Era madrugada deste sábado (30), quando o 27º caso de feminicídio registrado no Mato Grosso do Sul aconteceu, no centro da Cidade, nos cruzamentos entre às ruas Bruno Garcia e Generoso Siqueira, após a vítima deixar um clube de convivênvia da Melhor Idade, onde frequentava o baile.

De acordo com a Polícia Civil , a vítima do feminicídio é Angela Jorge, de 62 anos, professora de Língua Portuguesa e de família tradicional da cidade.

A vítima foi morta com dois tiros e morreu no local. Foto: Rádio Caçula.

No ano de 2017, a professora Angela Jorge também ocupou a diretoria da Escola Estadual Bom Jesus.

Segundo a Rádio Caçula, a professora foi assassinada em frente ao Lagos Hotel, nos cruzamentos entre às ruas Bruno Garcia e Generoso Siqueira, quando deixava o baile, realizado no Centro de Convivência de Três Lagoas (MS).

Angela Jorge, professora e ex-diretora da Escola Estadual Bom Jesus, conforme as primeiras informações sobre o caso, esteve em um baile, no Centro de Convivência da Melhor Idade, onde dançou com um amigo.

Por volta da meia-noite, um homem identificado por Carlos Roberto Felipe, de 59 anos, o “Baturu” chegou ao local e, possivelmente inconformado com o término de seu relacionamento com Angela Jorge, cometeu o feminicídio. De acordo com informações, Baturu foi motorista da Prefeitura Municipal de Três Lagoas durante a gestão do prefeito Dr. Issam Fares.

Ao vê-la dançando, “Baturu” demonstrou ciúmes e foi tirar satisfações de Angela e, a seguiu até a saída do clube.

Quando alcançou às proximidades do Lagos Hotel, Carlos Roberto Felipe, de 59 anos efetuou então, dois tiros à queima roupa contra Angela Jorge que morreu no local e, na sequência disparou em seu próprio ouvido, na tentativa de cometer suicídio.

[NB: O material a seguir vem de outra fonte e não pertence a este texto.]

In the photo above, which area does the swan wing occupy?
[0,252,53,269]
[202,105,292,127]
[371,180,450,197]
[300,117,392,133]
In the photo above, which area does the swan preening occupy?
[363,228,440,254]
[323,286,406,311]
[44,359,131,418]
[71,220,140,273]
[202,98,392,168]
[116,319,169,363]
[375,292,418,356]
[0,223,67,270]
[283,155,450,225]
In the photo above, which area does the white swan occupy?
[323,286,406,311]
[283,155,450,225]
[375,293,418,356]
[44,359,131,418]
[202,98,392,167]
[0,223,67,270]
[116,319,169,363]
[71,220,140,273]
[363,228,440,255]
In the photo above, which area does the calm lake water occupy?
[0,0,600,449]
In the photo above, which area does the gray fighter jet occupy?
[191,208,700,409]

O Corpo de Bombeiros e o Samu foram acionados, porém ao chegaram ao local do crime, Angela Jorge já estava morta e o autor dos disparos estava ferido e foi encaminhado para o Hospital Auxiliadora.

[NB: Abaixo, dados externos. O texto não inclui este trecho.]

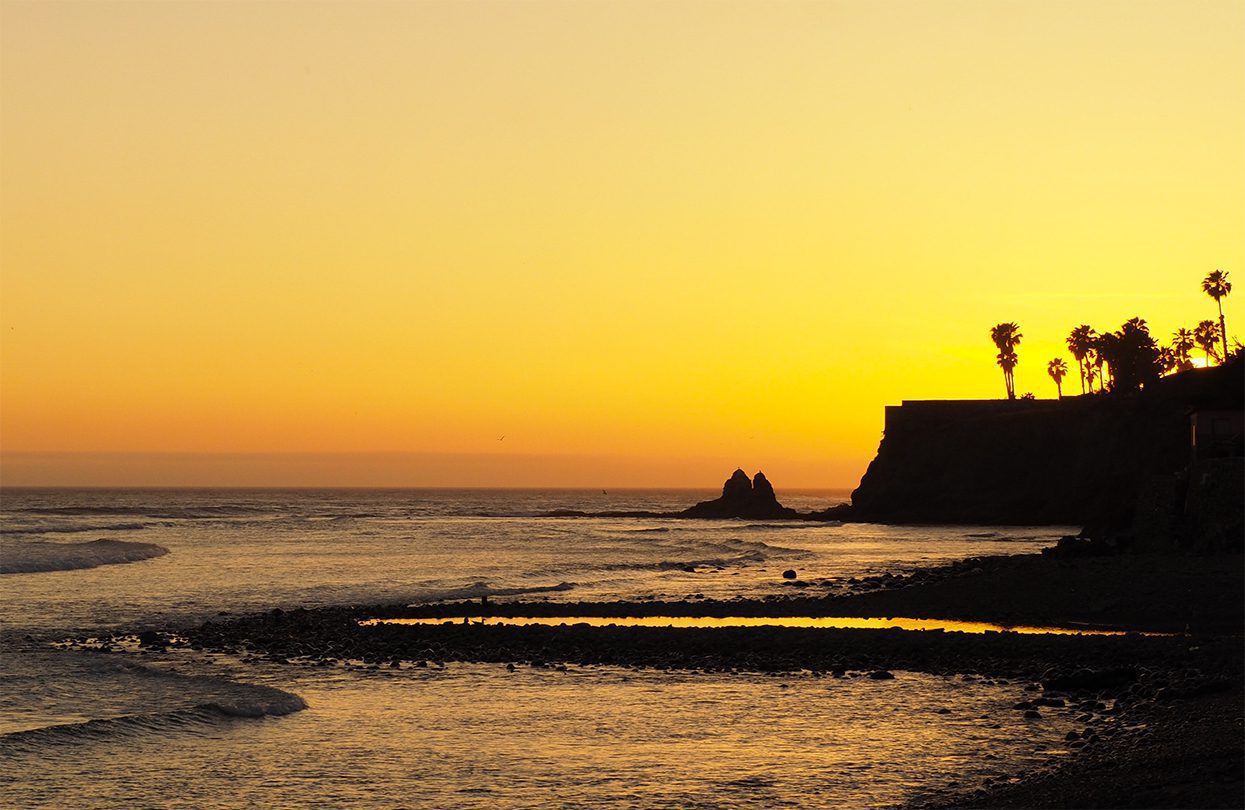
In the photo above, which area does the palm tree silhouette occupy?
[1201,270,1233,357]
[990,322,1023,399]
[1046,357,1068,399]
[1086,357,1098,393]
[1068,324,1094,393]
[1170,321,1195,371]
[1159,346,1180,375]
[1193,317,1220,366]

De acordo com informações da assessoria do Hospital Auxiliadora, o estado de saúde de Baturu é grave. O homem ao dar entrada passou por exames, foi examinado e medicado. Devido a gravidade do caso, o mesmo foi transferido na manhã deste sábado (30), por volta das 06h30, para Campo Grande.

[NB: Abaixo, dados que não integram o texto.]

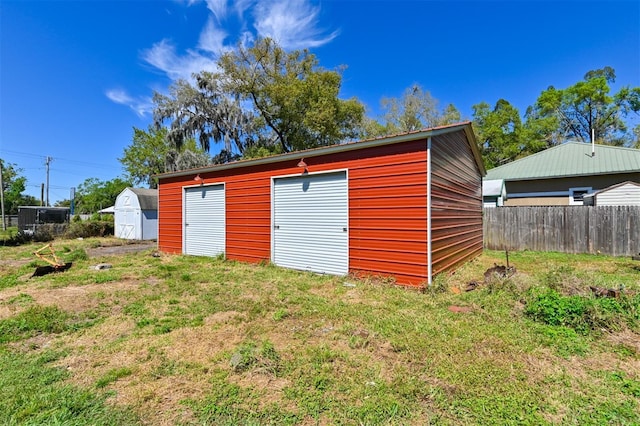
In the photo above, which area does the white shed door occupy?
[116,209,136,240]
[184,185,225,256]
[273,172,349,275]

Os filhos da vítima e também do autor dos disparos estiveram no local juntamente com a Polícia Científica para o exame pericial e início das investigações.

FEMINICÍDIO NO MATO GROSSO DO SUL

De acordo com os dados da Secretaria de Estado de Segurança Pública e Justiça do Mato Grosso do Sul (Sejusp), a cada nove dias morre uma mulher vítima de feminicídio em Mato Grosso do Sul.

Entre os dias 1º de janeiro e 18 de junho deste ano foram registrados 18 feminicídios em Mato Grosso do Sul. A média, nestes 159 dias, é de uma morte a cada 9 dias. Mesmo com o mês de junho ainda não tendo terminando, o número de homicídios dolosos de mulheres neste recorte de 2019 já é maior do que em todo o primeiro semestre de 2018, quando foram registrados pela secretaria estadual de Justiça e Segurança Pública 17 casos no estado.

O crescimento dessa estatística assusta, principalmente porque o conceito de feminicídio nasceu para caracterizar a consequência mais grave da violência doméstica: a morte. O termo qualifica o assassinato de uma mulher cometido por razões da condição do sexo feminino, motivado por violência doméstica, discriminação ou menosprezo. É um crime hediondo que, na maioria das vezes é praticado por homens que vivem ou viveram com a vítima, sendo namorados, companheiros, maridos ou ex.

Angela Jorge é 27ª vítima de feminicído registrado neste ano de 2019, no sitema da Sejusp do Mato Grosso do Sul.